Compare what happens if you remove the nail from the electromagnet.
A motor contains an electromagnet. See what happens if you replace the electromagnet by the motor in the circuit at right, above. There are two things to try: just letting the motor run, or holding the motor shaft so that it cannot turn, as you connect and disconnect the battery.

Each group should hand in one copy of this page
Group:
Names of group members present:
1. Billy claims that all magnets are electromagnets, with the “wires” and the “battery” hidden inside. How would the “wires” have to run, to produce a bar magnet like the ones we have been using? (It might be useful to make a drawing.)
2. If we wrapped two coils the same way around a single straw and had currents going around them in the same direction, would they attract or repel? Explain your answer.

Checks :
A current-carrying wire has a magnetic effect: it causes a nearby compass to point into a different direction. However, the direction of the magnetic field (as indicated by the direction a compass points) is perpendicular to the wire, instead of along it. If the compass needle points to the right when it is on top of the wire, it points to the left when it is underneath it. In fact, the magnetic field points in a circle running around the wire. This means that there isn’t a magnetic pole!
The foil arch moves when you run a current through it. The motion is at right angles to the direction the current is going, and also at right angles to the magnetic field provided by the magnets.
The activity with the compass shows that a current gives a force on a magnet; the activity with the arch shows that a magnet gives a force on a current. According to the
Law of Interaction, the existence of one of these force implies the existence of the other.
Electromagnet
A single wire with a current makes a small magnetic field. Many wires in parallel make a stronger field. That’s what making a coil accomplishes.

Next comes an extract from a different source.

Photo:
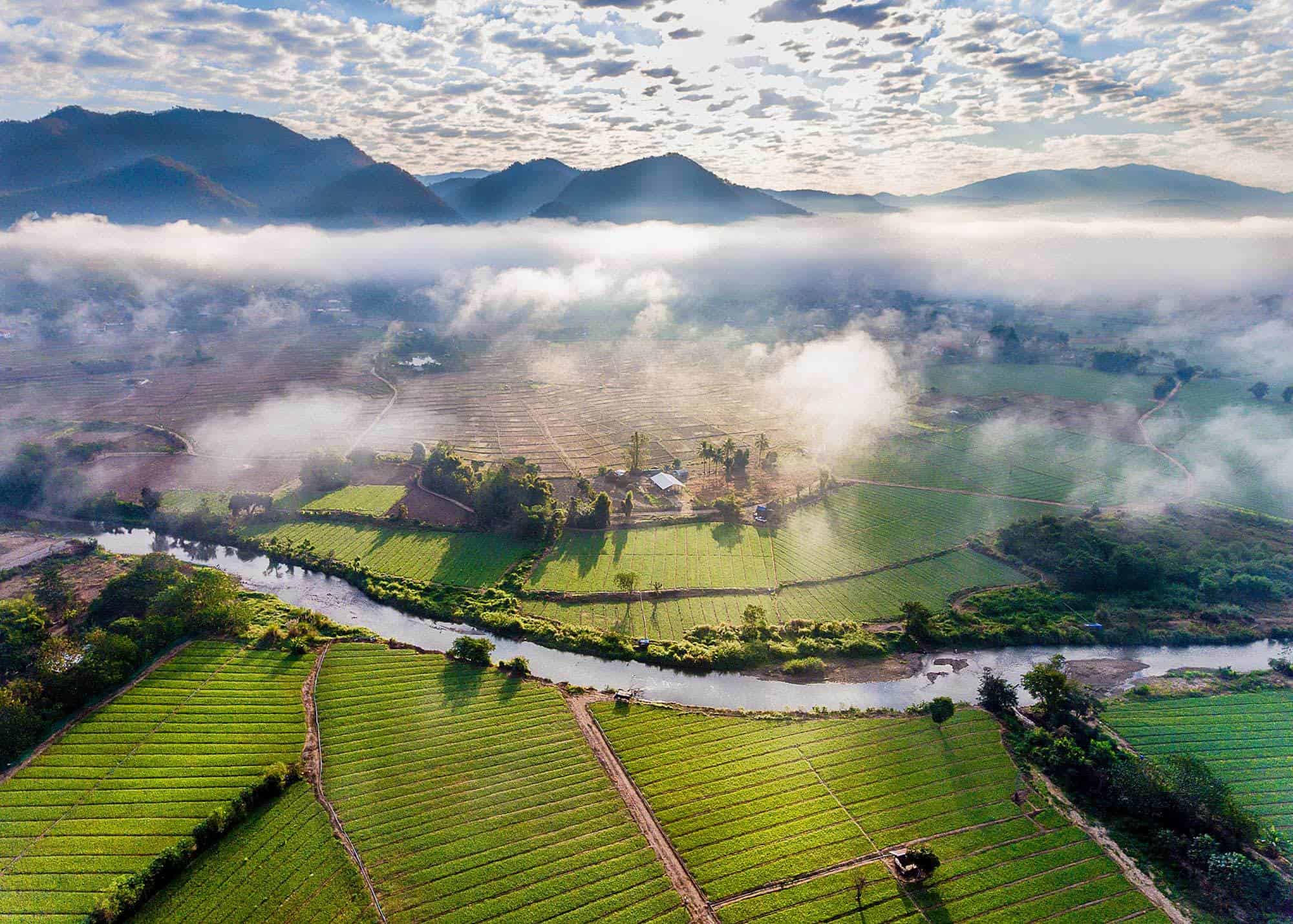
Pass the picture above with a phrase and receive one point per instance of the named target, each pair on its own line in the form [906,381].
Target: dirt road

The magnetic field map of a long coil resembles that of a bar magnet. The field comes out of one end of the coil and goes in the other. The field then runs down the center of the coil to come back out the other end. The electromagnet doesn’t really have a pole, but you can’t tell it from the outside.

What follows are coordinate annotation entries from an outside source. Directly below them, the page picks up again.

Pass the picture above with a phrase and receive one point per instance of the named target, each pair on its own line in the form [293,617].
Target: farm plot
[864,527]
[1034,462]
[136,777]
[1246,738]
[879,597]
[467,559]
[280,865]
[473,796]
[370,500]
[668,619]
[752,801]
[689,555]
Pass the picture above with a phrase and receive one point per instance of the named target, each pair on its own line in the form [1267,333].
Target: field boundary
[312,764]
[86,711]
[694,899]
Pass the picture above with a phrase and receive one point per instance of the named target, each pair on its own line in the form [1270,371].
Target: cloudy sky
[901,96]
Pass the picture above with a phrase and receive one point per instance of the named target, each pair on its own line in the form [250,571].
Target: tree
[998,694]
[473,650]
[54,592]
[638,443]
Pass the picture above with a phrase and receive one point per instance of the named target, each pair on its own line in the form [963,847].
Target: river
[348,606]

Putting a magnetic material (like a nail) inside the electromagnet makes it stronger. However, the nail remembers a little bit of the magnetism when you turn the current off.\

The electric motor
The flat coil becomes an electromagnet when there is a current going through it. It then resembles a disk magnet with poles just above and below the two flat faces.

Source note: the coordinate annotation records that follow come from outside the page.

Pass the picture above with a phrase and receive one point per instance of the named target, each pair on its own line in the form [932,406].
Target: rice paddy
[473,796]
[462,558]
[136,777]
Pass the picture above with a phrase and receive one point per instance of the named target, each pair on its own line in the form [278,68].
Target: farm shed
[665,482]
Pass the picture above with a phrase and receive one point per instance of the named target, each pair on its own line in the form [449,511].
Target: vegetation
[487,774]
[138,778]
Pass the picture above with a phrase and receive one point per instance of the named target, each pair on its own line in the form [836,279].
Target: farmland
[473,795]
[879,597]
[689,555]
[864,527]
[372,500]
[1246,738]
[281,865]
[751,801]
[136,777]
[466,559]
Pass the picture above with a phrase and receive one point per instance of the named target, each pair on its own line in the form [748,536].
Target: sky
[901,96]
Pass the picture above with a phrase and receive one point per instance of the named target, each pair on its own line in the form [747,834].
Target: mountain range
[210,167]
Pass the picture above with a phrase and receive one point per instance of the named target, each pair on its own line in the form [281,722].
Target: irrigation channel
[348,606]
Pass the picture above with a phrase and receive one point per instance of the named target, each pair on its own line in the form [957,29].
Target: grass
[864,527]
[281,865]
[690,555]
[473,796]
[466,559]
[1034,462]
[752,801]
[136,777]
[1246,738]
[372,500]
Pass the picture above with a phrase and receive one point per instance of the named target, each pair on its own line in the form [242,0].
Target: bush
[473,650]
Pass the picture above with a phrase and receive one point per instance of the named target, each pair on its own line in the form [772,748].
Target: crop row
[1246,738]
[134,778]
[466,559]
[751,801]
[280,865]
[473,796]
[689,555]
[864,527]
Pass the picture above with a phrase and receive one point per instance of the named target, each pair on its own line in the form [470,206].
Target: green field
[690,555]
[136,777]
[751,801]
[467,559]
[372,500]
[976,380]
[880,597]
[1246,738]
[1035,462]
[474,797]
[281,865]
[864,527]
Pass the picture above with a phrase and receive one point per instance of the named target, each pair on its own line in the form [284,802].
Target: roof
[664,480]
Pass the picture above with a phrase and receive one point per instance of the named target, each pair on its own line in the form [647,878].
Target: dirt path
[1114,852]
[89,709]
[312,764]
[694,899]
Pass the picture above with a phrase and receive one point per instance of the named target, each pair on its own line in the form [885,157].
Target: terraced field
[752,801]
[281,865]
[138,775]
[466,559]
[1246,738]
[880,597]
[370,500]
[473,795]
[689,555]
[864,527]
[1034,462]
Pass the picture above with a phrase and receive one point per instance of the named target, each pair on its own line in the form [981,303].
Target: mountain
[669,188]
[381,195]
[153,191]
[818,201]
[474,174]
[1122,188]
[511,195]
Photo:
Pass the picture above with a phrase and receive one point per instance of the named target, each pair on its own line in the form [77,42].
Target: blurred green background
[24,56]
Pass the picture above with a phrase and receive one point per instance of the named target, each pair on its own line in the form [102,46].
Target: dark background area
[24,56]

The electromagnet turns so that its N pole is facing the S pole of the magnets below the coil. It would then stay there if we didn’t do something. Making the wire partly dirty with the pen makes one side of the wire insulating. When that side of the wire is down, the current is interrupted and there no longer is an electromagnet. But if the coil is turning, it continues to turn – it’s similar to the Law of Inertia. It coasts on around until the clean side of the sire is making contact, which gives the coil andother kick to keep it going.
Many electric motors are similar to this: there is an electromagnet and an ordinary magnet, and some mechanism to turn the current on and off at the right times.